Unless corrective measures are put in place immediately the carnage will continue. More citizens—parliamentarians, read: constituents—will pay with their lives because of the chaos which has been allowed to reign.
Many runners and cyclists can recount numerous near misses in which the drivers happily drove off, secure in the knowledge that they were unlikely to be prosecuted. Making the roads safer means having a strong police presence or effectively using technology coupled with mandatory mass education programmes regardless of age.
Our police officers seem to have hibernated or are too busy rudely waving motorists out of the way just so the President, Prime Minister, Commissioner of Police, or the latest Machel Montano-wannabe can get through. We seem to have forgotten that in the absence of consequences, people will push the envelope and get away with whatever they can.

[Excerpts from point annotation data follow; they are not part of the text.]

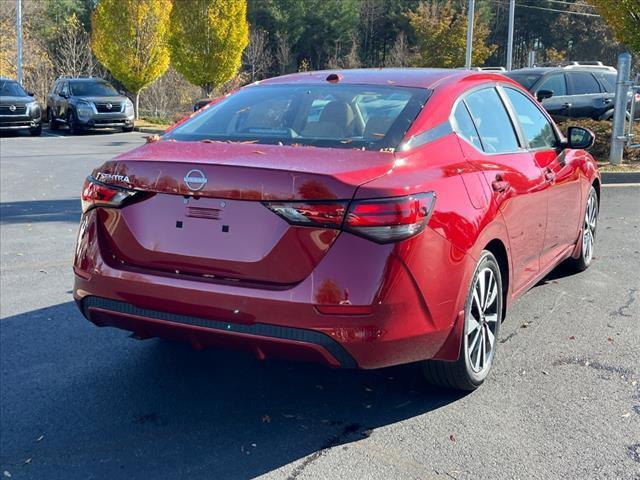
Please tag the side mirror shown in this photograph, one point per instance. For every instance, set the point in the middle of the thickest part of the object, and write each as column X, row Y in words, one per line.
column 542, row 94
column 580, row 138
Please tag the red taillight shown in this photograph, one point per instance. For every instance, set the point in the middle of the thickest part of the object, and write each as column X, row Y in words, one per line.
column 390, row 219
column 325, row 214
column 382, row 220
column 98, row 194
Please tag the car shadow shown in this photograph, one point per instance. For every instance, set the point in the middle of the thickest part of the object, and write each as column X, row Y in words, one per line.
column 116, row 407
column 34, row 211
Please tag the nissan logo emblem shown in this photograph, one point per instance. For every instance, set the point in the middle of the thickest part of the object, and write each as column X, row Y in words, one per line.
column 195, row 180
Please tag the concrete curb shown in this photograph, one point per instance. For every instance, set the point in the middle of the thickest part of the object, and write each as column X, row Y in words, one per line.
column 151, row 130
column 612, row 178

These problems will not self-correct. They need:
- Sustained, ubiquitous police enforcement of the driving regulations
- A public campaign aimed at promoting acceptable driving standards
- Retraining of pedestrians on how to use the roads
- Introduction and enforcement of penalties for jaywalking and pedestrian obstruction of traffic
Simply increasing the fines without enforcement will not have the desired result. And let’s not forget that the police themselves must be exemplars in terms of obeying the rules of the road.
Too often we observe police officers driving while chatting on their phones or driving with their right arm dangling out of the window or using their sirens only to be found buying doubles at the next vendor. I often ask, how is the citizen supposed to react to someone in civilian clothes driving a marked police vehicle?

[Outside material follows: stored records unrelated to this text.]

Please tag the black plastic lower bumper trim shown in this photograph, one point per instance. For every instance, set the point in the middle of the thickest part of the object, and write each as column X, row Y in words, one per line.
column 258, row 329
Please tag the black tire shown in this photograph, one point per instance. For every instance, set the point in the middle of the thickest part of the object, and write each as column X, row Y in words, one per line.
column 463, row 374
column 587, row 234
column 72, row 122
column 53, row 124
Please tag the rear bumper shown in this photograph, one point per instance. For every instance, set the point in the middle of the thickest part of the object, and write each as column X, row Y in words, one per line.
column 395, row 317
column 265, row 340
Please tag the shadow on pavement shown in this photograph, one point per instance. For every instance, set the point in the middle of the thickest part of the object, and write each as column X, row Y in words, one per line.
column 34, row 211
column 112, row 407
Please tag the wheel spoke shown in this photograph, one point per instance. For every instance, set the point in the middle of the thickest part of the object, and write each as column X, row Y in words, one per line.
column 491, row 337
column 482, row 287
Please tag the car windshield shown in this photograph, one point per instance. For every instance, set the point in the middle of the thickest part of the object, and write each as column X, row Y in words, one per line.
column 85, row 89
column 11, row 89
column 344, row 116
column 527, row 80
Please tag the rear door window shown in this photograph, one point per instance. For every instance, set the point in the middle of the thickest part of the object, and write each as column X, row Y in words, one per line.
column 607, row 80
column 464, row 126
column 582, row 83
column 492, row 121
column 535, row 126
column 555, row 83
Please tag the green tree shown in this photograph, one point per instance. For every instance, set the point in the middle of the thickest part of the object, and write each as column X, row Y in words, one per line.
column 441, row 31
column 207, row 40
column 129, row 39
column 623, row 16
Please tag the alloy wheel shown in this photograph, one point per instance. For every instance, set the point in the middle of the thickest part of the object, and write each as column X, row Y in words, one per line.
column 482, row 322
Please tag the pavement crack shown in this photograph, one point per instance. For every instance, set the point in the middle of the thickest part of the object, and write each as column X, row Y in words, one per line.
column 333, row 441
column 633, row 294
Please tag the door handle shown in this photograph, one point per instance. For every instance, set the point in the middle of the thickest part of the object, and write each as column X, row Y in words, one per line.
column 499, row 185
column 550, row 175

Yes, I’ve digressed; this will be taken up in another post.
Police officers continue to fumble over the chaos on the roads by ignoring the illegal and inappropriate stop/start/stop/start of both illegal (“PH”) and legal taxis, a major cause of traffic congestion; the illegal u-turns on main roads; drivers rolling through major roads; drivers not stopping at zebra crossings; and even pedestrians not using the zebra crossings and walkovers.
These are not headline-grabbing activities but if laws are obeyed, and good sense followed, these are the things that signal that we are a society of order.
A good life is made of lots of small, good actions, preferably by everyone in society. Doing these the small things can make a big difference.